Tuesday, March 4, 2008

Studying Luther's Doctrine



A Luther Statue Is Expected
At Our Anti-Luther Seminaries.
Stare long and hard, children. One look is all you get today at conservative schools.

A former Roman Catholic asked me about studying Luther.

Roland Bainton's Here I Stand is still a fine book about Luther and the Reformation. My wife, son, and I heard Bainton lecture, visited him at Sterling Library. He helped me with my dissertation. He was a fine historian but a Unitarian at best. He earned his PhD in New Testament but earned tenure as a church historian. His Scriptural views are Unitarian at best. Nevertheless, he opened all his classes with prayer.

The five-volume Luther's Sermons is the best place to start. He is the greatest theologian, preacher, and Biblical expositor of the Christian Church. We know Luther's doctrine best through his sermons. Read them and re-read them. Read them out loud to someone.

What Luther Says is another fine book to own.

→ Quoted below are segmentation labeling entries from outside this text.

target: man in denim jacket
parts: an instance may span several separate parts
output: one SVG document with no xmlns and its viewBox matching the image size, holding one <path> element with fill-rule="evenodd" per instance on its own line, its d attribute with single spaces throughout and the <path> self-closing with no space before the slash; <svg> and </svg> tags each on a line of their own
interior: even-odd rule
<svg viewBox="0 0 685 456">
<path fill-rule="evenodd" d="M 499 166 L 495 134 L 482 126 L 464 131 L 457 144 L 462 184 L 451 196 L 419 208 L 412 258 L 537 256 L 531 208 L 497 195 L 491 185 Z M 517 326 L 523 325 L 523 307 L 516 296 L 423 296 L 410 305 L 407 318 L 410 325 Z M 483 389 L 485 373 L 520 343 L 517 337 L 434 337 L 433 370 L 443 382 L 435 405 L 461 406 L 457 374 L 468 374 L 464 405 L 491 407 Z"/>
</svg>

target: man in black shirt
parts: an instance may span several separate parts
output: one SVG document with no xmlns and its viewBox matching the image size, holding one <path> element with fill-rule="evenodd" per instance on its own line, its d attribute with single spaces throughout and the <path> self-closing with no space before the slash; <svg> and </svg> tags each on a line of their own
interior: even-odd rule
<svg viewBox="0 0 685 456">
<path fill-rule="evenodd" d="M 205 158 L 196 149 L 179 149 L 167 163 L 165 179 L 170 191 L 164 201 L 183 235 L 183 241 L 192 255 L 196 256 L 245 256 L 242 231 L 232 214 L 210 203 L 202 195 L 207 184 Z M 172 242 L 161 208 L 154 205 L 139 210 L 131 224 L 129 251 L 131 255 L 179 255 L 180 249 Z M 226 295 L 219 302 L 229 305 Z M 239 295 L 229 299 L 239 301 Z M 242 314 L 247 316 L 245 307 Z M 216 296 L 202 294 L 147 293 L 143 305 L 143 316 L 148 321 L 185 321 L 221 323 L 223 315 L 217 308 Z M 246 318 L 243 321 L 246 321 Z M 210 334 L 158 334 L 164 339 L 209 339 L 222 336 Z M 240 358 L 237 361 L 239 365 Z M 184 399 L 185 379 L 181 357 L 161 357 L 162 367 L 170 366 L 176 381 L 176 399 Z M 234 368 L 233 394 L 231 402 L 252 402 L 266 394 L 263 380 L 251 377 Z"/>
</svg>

I love his Commentary on 1 and 2 Peter.

His Galatians Commentary is enormous but worth careful studying. John Bunyan read it almost as much as the Bible. But who reads The Pilgrim's Progress anymore? Far more edifying is something by C. Peter Wagner or Paul Y. Cho.

Roman Catholics might want to read Luther's Catholic Christology, published by Northwestern Publishing House. That would be good to read along with Chemnitz' Two Natures of Christ.

Many of the Luther classics are printed in Grand Rapids. Gasp. That is a Calvinist center. Yes, they pay more attention to Luther than the Lutherans do.